Data Featured

80% of companies block AI language models, HUMAN Security reports

HUMAN Security's report reveals widespread distrust of AI crawlers, with majority of firms blocking LLM access to their websites.

Luis Rijo

Jul 31, 2024 • 4 min read

Concerns over intellectual property theft and content scraping

HUMAN Security released its annual cybersecurity report, The Quadrillion Report: 2024 Cyberthreat Benchmarks, uncovering a significant trend in how businesses are responding to artificial intelligence (AI) and large language models (LLMs). The report, published just yesterday, analyzes over one quadrillion online interactions observed by HUMAN's Defense Platform throughout 2023, providing crucial insights into the evolving relationship between AI and cybersecurity.

According to the report, a striking 80% of companies utilizing HUMAN's platform have chosen to block known LLM user-agents outright. This statistic underscores a growing wariness among businesses towards AI-powered web crawlers and potential AI-assisted cyber threats. The decision to block LLM access represents a significant shift in how organizations are approaching the integration of AI technologies with their online presence.

HUMAN's research team, led by Aviad Kaiserman, a Threat Intelligence Analyst at the company, delved into the reasons behind this widespread blocking of LLM user-agents. The report suggests that concerns over intellectual property theft, content scraping, and the potential for AI-enhanced cyber attacks are driving this cautious approach.
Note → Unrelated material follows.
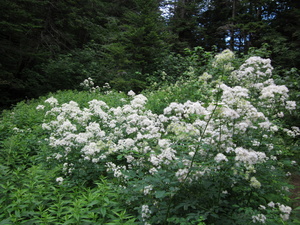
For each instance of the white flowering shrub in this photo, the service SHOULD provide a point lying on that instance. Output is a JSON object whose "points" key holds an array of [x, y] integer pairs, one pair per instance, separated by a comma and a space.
{"points": [[193, 159]]}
Large language models, such as OpenAI's GPT, Google's Gemini, and Anthropic's Claude, typically identify themselves when crawling websites. This self-identification allows website owners to make informed decisions about allowing or blocking these AI systems. However, the report highlights that beyond these well-known models, many lesser-known LLMs may not self-declare or may do so in ways that are not immediately obvious.

The Human Defense Platform offers its customers the ability to allowlist or blocklist known LLM user-agents based on their assessment of whether LLMs crawling their website would be beneficial or detrimental. The stark 80-20 split in favor of blocking suggests a significant lack of trust in the current state of AI web crawling technology.
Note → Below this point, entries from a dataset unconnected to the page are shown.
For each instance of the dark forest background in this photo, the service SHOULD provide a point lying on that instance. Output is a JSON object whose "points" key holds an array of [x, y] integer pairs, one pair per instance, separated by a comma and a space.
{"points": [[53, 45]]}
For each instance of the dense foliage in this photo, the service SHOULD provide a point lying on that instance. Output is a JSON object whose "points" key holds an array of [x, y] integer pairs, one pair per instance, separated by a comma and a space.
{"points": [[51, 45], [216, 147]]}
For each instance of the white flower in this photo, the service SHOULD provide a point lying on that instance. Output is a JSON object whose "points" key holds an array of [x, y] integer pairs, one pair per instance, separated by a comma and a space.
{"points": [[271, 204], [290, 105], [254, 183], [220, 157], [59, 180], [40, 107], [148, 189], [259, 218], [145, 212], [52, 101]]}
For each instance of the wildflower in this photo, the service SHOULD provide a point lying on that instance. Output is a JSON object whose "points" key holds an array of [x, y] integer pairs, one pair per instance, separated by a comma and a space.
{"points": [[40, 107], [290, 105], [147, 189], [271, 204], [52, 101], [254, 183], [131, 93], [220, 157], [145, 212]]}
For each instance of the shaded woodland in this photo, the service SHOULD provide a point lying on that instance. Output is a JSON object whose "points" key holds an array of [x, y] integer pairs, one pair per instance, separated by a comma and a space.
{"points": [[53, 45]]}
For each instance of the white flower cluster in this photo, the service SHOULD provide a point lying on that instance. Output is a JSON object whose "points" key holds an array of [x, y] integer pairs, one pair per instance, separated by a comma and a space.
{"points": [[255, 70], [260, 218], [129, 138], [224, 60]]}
This widespread blocking of LLMs could have far-reaching implications for the development and training of future AI models. As these models rely heavily on web-based data for training and improvement, restricted access to a substantial portion of the internet could potentially limit their growth and effectiveness.

The report also touches on the potential risks associated with allowing LLM access. One concern is the possibility of AI-generated content infringing on copyrights or trademarks. As LLMs process and recapitulate vast amounts of web content, there's a risk that they could produce outputs that violate intellectual property rights, potentially exposing the websites they crawl to legal risks.
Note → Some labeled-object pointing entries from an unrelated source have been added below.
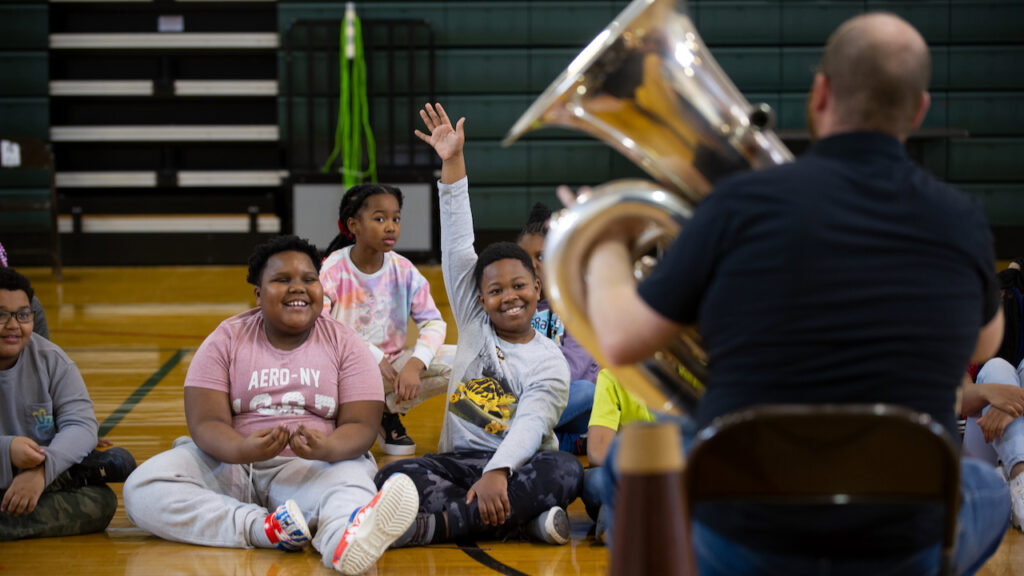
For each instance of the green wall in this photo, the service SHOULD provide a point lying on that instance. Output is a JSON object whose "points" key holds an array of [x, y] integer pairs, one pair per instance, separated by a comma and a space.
{"points": [[494, 58]]}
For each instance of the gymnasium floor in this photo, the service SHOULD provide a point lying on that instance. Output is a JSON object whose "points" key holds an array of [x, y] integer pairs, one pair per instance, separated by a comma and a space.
{"points": [[132, 331]]}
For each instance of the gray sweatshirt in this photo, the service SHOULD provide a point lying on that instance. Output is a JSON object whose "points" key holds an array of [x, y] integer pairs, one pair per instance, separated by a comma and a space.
{"points": [[503, 397], [43, 398]]}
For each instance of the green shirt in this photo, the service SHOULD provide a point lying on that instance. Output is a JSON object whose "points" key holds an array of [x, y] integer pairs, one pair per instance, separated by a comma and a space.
{"points": [[613, 406]]}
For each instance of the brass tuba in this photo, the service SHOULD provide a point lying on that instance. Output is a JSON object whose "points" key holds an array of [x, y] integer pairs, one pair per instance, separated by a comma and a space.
{"points": [[647, 86]]}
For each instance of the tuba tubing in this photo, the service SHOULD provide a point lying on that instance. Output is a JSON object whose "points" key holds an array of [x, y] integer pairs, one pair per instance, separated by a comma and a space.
{"points": [[647, 86]]}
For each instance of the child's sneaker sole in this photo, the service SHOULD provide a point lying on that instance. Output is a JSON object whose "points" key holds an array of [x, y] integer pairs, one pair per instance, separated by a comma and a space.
{"points": [[287, 528], [551, 527], [377, 525]]}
Another factor contributing to the high blocking rate is the fear of AI-assisted cyber attacks. The report mentions instances where AI has been used to enhance password guessing techniques. In these cases, attackers feed usernames or email addresses into language models to predict potential passwords based on patterns from previously compromised credentials. This sophisticated approach to credential stuffing attacks has raised alarm bells among cybersecurity professionals.

HUMAN's comprehensive approach to cybersecurity involves the use of over 2,500 individual signals and more than 300 algorithms to determine the legitimacy of online interactions. This multi-faceted strategy allows for the protection of websites, mobile apps, and APIs from a wide array of automated attacks, including those potentially enhanced by AI.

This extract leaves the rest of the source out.